Not that she’s forgetting her roots. “I plan to do a second launch or book event in Hamilton or Raglan soon,” the second-time novelist told the Chronicle. ‘Fishing for Maui’ is actually set in both these places – where Isa grew up – with themes around food, whanau and mental illness as told from the perspectives of nine characters from the same family.
It is also about identity and one character’s quest to reconnect with his Maori heritage through the Maui legends.
Isa’s storyline is based on real events – but in a different context – from her own experience as a Pakeha child in a bicultural family. And in real life it was interesting to see how those around her reacted differently, she explains, when one family member went through a breakdown.
Quite a chunk of the 365-page novel, which Isa started writing in Hamilton but finished in Raglan, was penned in the warm ambience of The Shack, she says. Rather than double trip back out to the bay she’d hang out at the popular downtown eatery while waiting for daughter Tesla – now nearly 10 – to finish kindy.
The cafe environment offered a helpful level of distraction, Isa adds, and was “really good discipline” because now she’s able to repeat the exercise and write 500 words or so in an hour’s lunch break at work.
Currently based in the capital as a social policy adviser in the public service, Isa has for a long time wanted to get her writing “out there” while not necessarily aspiring to be a fulltime author. “I don’t want to put too much pressure on creative things (in my life).”

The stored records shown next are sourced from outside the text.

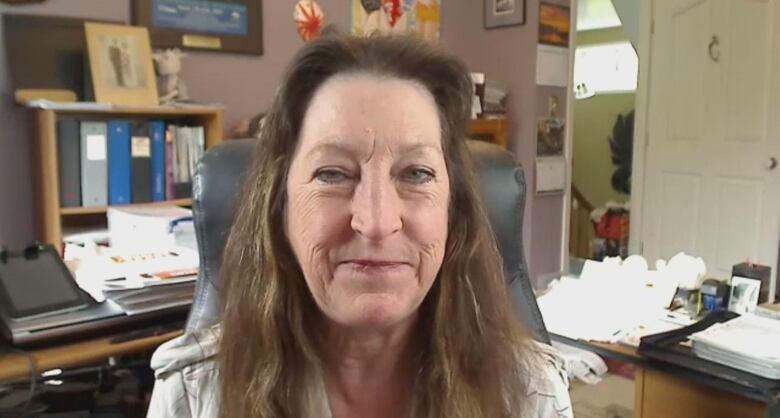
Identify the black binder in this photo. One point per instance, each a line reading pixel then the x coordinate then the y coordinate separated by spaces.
pixel 69 162
pixel 141 154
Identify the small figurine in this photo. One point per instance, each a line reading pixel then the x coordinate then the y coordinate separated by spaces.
pixel 169 83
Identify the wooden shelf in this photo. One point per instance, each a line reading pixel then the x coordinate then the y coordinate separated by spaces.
pixel 153 111
pixel 16 367
pixel 103 209
pixel 50 217
pixel 495 130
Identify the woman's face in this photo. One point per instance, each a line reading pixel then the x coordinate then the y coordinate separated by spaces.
pixel 367 199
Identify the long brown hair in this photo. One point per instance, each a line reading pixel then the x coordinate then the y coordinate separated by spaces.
pixel 270 361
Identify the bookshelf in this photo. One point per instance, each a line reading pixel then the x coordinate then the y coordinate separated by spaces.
pixel 50 216
pixel 495 130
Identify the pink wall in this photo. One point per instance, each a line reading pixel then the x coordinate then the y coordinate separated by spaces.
pixel 245 85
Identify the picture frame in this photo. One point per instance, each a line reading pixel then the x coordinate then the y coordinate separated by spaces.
pixel 554 25
pixel 232 26
pixel 501 13
pixel 120 62
pixel 743 297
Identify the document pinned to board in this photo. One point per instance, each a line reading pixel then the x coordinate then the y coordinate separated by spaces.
pixel 550 174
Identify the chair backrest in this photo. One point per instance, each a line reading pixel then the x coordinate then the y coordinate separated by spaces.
pixel 220 174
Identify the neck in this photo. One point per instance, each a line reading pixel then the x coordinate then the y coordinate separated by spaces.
pixel 369 372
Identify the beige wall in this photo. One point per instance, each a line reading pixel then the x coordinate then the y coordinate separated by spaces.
pixel 592 166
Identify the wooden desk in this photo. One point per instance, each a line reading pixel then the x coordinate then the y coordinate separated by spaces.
pixel 15 366
pixel 658 394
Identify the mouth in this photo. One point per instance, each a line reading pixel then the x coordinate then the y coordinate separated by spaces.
pixel 370 266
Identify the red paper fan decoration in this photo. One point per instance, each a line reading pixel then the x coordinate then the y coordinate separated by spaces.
pixel 308 19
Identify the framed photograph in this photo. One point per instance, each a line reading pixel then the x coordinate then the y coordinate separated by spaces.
pixel 744 294
pixel 224 25
pixel 499 13
pixel 120 61
pixel 550 137
pixel 554 25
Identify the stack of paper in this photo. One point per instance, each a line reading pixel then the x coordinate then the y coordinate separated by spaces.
pixel 141 281
pixel 145 228
pixel 748 343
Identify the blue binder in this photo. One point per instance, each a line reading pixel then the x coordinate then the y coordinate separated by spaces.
pixel 119 179
pixel 158 160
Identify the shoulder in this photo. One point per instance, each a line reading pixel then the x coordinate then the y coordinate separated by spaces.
pixel 547 384
pixel 186 375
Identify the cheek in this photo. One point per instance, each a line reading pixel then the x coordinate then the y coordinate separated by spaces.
pixel 314 225
pixel 427 225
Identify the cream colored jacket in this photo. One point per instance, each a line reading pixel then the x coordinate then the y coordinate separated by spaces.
pixel 185 369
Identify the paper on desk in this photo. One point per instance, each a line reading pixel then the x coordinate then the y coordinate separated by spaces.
pixel 121 270
pixel 606 302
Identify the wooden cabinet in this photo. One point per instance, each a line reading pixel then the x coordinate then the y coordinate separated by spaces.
pixel 50 217
pixel 490 130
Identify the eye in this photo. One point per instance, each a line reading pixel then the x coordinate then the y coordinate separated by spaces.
pixel 418 175
pixel 330 175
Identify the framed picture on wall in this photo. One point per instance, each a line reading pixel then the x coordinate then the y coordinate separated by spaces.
pixel 554 25
pixel 500 13
pixel 221 25
pixel 120 61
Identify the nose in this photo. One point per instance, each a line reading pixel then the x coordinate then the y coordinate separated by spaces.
pixel 376 207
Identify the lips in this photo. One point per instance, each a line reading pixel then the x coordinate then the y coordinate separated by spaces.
pixel 374 266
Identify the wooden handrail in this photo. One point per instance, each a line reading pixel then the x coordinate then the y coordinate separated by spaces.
pixel 584 203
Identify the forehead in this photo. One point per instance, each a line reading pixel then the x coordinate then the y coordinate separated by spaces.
pixel 360 109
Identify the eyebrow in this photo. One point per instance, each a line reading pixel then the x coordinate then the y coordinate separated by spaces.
pixel 338 146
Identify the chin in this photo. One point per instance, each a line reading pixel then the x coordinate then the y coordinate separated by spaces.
pixel 376 311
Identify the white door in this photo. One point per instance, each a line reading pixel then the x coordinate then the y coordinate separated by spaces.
pixel 711 188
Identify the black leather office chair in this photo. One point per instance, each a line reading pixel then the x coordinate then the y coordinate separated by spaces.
pixel 219 177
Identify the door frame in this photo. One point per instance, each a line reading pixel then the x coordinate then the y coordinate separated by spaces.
pixel 641 132
pixel 568 147
pixel 641 113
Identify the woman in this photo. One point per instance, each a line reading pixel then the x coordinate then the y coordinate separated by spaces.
pixel 361 278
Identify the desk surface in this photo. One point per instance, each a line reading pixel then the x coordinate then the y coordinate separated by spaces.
pixel 14 366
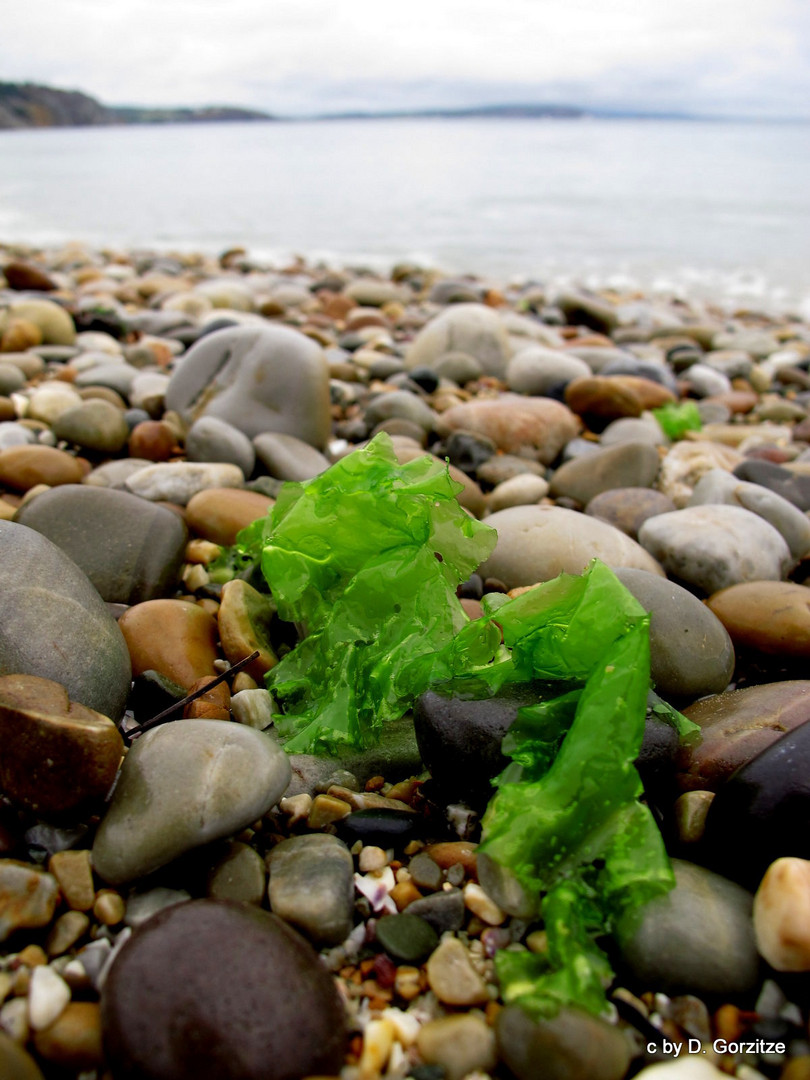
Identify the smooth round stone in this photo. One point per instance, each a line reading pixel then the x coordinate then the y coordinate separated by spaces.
pixel 144 544
pixel 537 543
pixel 406 937
pixel 402 405
pixel 698 939
pixel 459 1044
pixel 115 473
pixel 472 328
pixel 768 617
pixel 219 513
pixel 715 547
pixel 571 1045
pixel 150 440
pixel 312 887
pixel 763 811
pixel 538 370
pixel 628 508
pixel 16 1063
pixel 11 379
pixel 288 458
pixel 181 785
pixel 179 481
pixel 720 487
pixel 603 397
pixel 686 462
pixel 95 424
pixel 173 637
pixel 738 726
pixel 53 623
pixel 25 467
pixel 791 486
pixel 14 434
pixel 113 374
pixel 239 875
pixel 59 758
pixel 460 740
pixel 626 464
pixel 28 896
pixel 522 490
pixel 782 915
pixel 173 1010
pixel 211 439
pixel 631 429
pixel 512 421
pixel 54 323
pixel 691 653
pixel 265 378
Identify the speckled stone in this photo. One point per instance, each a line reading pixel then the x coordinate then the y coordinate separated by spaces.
pixel 172 1009
pixel 53 623
pixel 181 785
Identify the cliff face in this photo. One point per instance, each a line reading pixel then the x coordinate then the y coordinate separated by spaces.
pixel 27 105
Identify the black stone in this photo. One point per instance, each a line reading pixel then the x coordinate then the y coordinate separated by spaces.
pixel 219 990
pixel 763 811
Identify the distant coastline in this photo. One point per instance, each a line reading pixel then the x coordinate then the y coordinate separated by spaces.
pixel 25 105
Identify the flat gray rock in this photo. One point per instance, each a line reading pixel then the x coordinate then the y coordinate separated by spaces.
pixel 713 547
pixel 312 887
pixel 144 544
pixel 181 785
pixel 536 543
pixel 53 623
pixel 258 378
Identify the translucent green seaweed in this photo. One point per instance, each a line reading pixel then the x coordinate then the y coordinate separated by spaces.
pixel 676 418
pixel 366 558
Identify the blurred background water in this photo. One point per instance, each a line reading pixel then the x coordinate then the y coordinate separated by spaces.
pixel 715 208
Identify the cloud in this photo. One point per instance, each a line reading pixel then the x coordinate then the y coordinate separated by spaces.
pixel 315 55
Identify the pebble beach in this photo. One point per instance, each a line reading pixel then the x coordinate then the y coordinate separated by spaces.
pixel 187 900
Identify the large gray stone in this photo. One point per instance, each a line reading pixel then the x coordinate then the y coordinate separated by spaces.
pixel 463 327
pixel 130 549
pixel 258 378
pixel 698 939
pixel 312 887
pixel 714 547
pixel 691 653
pixel 536 543
pixel 217 990
pixel 53 623
pixel 181 785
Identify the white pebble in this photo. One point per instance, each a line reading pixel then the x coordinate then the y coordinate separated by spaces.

Even so a third novel, ‘Innerspace’, is already taking shape. She published her first work of fiction, ‘The Seekers’ Garden’, back in 2012.
Isa credits her grandmother – Emeritus Professor Jane Ritchie, who now lives in Raglan West – as a “big influence on my writing”.
An academic and voracious reader, the octogenarian “always gave us lots of books to read over the years”, says Isa.
Jane provided useful feedback throughout her grand-daughter’s own writing process, particularly when Isa was exploring the complex interconnectedness of food for her thesis which she then wove into the storyline of ‘Fishing for Maui’.
Isa is the fourth generation in her family – after mother Jenny, Jane and great-grandparents Pearl and Ernest Beaglehole – to achieve a PhD. She graduated at Te Kohinga Marama Marae on the Waikato University campus at the end of last year.
Her new novel is published by Te Ra Aroha Press under a Creative Commons copyright licence that enables an author to give people the right to share, use and build upon their work. It is stocked locally in Zinnia, and Isa hopes other shops in Whaingaroa will soon follow suit by adding ‘Fishing for Maui’ to their shelves.